La voglia di pulizia e trasparenza si è scontrata con il desiderio del favoreggiamento e quindi il Venezuela è stato punito. Niente finanziamenti per realizzare corsi di formazione professionale nel V enezuela. Si è voluta cancellare di un solo colpo la realtà di una grossissima comunità onesta e laboriosa, e che saprà di certo ricordare governo, ministri, deputati e senatori. Tutti signori, questi, che hanno contribuito alla esclusione del Paese dalla ripartizione dei fondi del Ministero del Lavoro.

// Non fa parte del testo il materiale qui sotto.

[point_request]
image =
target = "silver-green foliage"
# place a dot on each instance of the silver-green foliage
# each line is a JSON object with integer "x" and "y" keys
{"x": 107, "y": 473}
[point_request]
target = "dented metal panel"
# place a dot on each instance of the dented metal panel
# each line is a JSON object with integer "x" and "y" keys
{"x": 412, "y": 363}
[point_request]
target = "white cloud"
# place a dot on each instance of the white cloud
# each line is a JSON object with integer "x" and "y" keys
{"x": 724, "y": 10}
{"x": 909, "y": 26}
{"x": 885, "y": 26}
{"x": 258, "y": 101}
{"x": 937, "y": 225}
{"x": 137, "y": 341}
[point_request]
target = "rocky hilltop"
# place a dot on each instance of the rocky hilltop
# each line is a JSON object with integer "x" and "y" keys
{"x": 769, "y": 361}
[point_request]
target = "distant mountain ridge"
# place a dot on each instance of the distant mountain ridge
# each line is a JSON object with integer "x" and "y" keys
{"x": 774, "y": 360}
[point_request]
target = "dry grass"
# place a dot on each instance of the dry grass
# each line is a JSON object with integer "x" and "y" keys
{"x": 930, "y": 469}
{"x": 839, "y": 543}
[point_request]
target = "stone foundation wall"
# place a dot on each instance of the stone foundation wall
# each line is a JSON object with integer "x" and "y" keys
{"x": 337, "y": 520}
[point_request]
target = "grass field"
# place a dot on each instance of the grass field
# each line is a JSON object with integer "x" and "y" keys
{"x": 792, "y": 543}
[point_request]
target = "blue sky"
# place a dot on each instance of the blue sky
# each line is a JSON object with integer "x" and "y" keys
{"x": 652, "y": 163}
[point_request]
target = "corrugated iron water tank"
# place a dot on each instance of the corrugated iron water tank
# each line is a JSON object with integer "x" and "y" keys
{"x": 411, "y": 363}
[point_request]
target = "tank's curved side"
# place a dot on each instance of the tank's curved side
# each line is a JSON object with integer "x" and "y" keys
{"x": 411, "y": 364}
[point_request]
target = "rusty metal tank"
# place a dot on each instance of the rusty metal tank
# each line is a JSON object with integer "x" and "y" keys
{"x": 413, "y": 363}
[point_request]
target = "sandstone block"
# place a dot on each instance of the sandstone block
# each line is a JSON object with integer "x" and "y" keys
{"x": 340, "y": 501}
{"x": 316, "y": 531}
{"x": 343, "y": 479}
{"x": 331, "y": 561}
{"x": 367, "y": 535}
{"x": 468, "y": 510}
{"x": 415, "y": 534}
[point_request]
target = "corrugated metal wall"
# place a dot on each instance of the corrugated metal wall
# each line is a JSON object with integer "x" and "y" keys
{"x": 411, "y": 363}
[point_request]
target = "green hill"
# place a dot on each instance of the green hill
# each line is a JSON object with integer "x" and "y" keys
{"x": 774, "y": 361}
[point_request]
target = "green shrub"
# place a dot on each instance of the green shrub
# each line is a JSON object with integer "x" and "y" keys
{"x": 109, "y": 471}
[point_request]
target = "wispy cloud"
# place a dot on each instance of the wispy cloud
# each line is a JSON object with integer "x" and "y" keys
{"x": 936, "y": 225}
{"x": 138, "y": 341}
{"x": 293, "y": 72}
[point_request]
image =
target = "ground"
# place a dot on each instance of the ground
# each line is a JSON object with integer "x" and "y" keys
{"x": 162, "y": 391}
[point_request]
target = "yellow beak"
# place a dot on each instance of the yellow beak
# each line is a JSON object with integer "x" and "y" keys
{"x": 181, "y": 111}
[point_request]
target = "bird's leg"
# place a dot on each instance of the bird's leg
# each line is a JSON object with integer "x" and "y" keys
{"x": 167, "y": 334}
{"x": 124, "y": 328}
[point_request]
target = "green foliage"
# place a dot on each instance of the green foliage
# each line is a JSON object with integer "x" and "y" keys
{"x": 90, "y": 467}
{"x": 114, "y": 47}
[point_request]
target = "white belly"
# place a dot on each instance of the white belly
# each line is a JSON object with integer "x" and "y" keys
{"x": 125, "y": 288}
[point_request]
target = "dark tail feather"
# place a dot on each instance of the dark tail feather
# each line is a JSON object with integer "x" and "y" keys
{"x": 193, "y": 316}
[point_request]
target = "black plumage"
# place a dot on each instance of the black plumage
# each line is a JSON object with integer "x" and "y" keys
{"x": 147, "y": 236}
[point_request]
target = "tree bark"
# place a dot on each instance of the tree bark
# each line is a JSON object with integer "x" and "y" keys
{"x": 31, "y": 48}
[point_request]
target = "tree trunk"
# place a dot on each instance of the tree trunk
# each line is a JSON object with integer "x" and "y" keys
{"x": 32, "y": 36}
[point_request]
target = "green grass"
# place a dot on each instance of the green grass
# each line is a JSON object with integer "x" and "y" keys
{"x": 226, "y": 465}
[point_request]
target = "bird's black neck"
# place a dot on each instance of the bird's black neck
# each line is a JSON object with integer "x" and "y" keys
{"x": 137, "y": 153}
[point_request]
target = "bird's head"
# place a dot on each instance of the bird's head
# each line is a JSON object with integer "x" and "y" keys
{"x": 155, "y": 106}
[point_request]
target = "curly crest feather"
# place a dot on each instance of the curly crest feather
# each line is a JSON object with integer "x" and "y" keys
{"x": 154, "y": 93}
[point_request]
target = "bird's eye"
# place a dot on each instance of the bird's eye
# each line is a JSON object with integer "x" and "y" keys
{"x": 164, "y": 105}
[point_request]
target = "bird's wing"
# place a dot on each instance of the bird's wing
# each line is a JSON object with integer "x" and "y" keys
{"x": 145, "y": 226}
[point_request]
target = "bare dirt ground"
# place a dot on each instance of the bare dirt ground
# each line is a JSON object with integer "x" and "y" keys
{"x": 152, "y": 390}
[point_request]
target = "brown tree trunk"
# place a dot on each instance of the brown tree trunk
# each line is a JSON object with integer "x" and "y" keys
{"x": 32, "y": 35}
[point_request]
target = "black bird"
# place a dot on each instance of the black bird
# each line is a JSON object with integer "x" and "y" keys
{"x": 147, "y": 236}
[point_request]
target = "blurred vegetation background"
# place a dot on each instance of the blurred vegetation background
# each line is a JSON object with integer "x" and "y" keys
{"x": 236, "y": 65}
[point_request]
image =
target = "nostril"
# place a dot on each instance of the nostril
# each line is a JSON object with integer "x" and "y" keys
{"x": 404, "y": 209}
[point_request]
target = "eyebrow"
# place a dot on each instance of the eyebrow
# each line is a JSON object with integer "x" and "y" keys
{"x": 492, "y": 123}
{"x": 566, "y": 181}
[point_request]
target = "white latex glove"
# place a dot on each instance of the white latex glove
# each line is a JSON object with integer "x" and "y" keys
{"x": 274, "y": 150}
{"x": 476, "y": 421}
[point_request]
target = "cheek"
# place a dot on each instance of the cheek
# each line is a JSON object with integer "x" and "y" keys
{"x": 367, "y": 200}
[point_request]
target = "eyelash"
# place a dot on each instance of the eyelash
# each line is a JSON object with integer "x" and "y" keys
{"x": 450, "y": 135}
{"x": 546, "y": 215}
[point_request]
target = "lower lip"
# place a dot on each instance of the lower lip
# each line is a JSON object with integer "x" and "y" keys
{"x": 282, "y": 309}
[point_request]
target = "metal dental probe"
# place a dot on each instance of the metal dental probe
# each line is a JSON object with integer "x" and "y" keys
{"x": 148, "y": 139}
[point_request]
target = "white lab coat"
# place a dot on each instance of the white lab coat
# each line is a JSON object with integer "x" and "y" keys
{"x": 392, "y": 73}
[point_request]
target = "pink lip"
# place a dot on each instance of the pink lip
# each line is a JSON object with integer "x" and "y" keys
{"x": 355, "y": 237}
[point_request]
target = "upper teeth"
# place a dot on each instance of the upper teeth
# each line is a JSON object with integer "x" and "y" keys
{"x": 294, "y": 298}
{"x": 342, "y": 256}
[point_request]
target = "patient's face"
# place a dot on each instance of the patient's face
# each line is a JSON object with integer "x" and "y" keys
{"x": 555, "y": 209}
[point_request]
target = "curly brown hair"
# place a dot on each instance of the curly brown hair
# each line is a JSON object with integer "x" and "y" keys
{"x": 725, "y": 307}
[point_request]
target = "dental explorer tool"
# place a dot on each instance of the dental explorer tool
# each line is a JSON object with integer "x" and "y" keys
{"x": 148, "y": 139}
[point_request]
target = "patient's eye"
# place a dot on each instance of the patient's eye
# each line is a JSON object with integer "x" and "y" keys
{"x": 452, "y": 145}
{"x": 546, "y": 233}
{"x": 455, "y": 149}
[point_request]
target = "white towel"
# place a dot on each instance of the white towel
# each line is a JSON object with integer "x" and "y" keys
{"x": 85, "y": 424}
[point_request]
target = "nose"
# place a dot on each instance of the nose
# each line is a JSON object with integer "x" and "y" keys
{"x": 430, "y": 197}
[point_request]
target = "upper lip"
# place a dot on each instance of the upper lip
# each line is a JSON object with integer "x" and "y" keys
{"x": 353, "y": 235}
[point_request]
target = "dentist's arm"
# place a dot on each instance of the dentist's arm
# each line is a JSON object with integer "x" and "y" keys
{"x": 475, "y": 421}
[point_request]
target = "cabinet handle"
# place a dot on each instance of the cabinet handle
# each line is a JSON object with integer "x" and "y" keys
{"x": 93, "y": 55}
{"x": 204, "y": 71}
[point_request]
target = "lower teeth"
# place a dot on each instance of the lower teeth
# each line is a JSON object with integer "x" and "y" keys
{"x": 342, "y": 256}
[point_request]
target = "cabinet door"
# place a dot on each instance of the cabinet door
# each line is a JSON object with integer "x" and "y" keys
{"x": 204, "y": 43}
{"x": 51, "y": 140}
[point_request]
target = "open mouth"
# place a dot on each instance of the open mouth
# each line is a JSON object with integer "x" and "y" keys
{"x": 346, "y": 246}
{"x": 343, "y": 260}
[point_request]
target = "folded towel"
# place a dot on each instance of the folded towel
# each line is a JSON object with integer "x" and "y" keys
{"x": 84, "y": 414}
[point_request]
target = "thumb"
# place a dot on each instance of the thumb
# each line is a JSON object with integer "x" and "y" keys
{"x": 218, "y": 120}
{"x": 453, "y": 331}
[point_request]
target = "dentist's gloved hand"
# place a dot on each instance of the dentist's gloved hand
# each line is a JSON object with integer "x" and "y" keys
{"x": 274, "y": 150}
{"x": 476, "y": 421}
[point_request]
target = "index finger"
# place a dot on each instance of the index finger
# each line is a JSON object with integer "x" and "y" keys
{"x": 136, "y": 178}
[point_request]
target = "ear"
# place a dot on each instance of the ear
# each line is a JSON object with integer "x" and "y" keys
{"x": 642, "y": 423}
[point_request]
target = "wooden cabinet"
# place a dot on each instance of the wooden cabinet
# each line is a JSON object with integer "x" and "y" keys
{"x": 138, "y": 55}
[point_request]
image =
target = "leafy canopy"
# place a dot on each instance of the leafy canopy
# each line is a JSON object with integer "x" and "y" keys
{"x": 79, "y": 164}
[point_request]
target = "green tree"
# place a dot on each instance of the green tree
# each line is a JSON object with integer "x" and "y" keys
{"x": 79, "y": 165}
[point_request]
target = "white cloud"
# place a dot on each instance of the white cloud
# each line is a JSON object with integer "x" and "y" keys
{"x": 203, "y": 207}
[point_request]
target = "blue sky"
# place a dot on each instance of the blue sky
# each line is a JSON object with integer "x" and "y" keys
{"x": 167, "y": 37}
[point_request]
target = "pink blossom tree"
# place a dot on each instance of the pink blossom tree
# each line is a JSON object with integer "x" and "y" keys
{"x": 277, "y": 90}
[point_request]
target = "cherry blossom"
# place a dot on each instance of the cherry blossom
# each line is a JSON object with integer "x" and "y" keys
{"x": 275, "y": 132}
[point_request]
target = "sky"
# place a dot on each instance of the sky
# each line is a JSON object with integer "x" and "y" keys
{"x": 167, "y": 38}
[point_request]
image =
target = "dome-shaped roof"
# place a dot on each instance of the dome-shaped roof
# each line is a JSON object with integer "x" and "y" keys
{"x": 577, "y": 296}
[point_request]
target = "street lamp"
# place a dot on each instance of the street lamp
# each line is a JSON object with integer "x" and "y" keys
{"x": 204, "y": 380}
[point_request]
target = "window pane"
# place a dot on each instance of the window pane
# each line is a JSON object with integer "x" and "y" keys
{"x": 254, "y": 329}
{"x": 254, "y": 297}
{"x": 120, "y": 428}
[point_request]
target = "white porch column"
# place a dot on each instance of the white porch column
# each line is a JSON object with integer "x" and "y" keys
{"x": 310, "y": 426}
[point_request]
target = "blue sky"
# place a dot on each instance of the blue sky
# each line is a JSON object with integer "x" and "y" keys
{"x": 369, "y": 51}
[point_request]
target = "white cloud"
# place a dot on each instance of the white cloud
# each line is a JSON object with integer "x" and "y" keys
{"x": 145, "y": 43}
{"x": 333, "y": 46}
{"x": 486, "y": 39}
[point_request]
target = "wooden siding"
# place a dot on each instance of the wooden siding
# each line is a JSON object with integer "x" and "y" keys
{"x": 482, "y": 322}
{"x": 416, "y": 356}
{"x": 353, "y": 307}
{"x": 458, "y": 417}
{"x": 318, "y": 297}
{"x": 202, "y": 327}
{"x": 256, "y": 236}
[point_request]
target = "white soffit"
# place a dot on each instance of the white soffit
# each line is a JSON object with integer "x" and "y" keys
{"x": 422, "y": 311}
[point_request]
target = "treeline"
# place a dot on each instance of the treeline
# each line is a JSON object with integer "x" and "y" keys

Vergogna! Vergogna! Vergogna! Come è possibile giustificare siffatte assegnazioni quando si vede l’Argentina ed il Brasile beneficiati con oltre 4 miliardi di lire ciascuno, l’Uruguay con circa 4 miliardi di lire, Perù e Santo Domingo con un progetto ciascuno approvato ed il Venezuela lasciato fuori per avere osato dare parere negativo a chi positivo non lo meritava. Anche il Ghana, con 311 italiani censiti, ha avuto approvati i progetti di Telemedicina, e Gerusalemme, con una sparuta presenza italiana, non è stata da meno. E così anche la Città Santa ha avuto il suo contentino. Però il Venezuela no. Il Venezuela doveva essere punito per avere osato.

Ritornate in Venezuela, illustri senatori e deputati, ci sarà sempre qualcuno disposto a ricevervi, ed anche ad applaudirvi. Ci sara sempre qualche lecca-lecca che da voi nominato procacciatore o proconsole, si darà un gran da fare per l’osanna meritato. I rappresentanti veri e legittimi della comunità sono coscienti di avere fatto il loro dovere, ed a loro deve andare il plauso di tutta la collettività, a voi signori può restare solo la vergogna di avere avuto il coraggio (o la viltà) di avere fatto sì che un Paese come il Venezuela venisse lasciato fuori. Verrà il voto all’estero o non verrà, fra pochi mesi le urne daranno un nuovo responso popolare. L’augurio di vero cuore è che risultiate trombati e contenti. (Michele Moceri*-FuoriPaese/Inform)

* CGIE Venezuela, presidente del Comites di Caracas.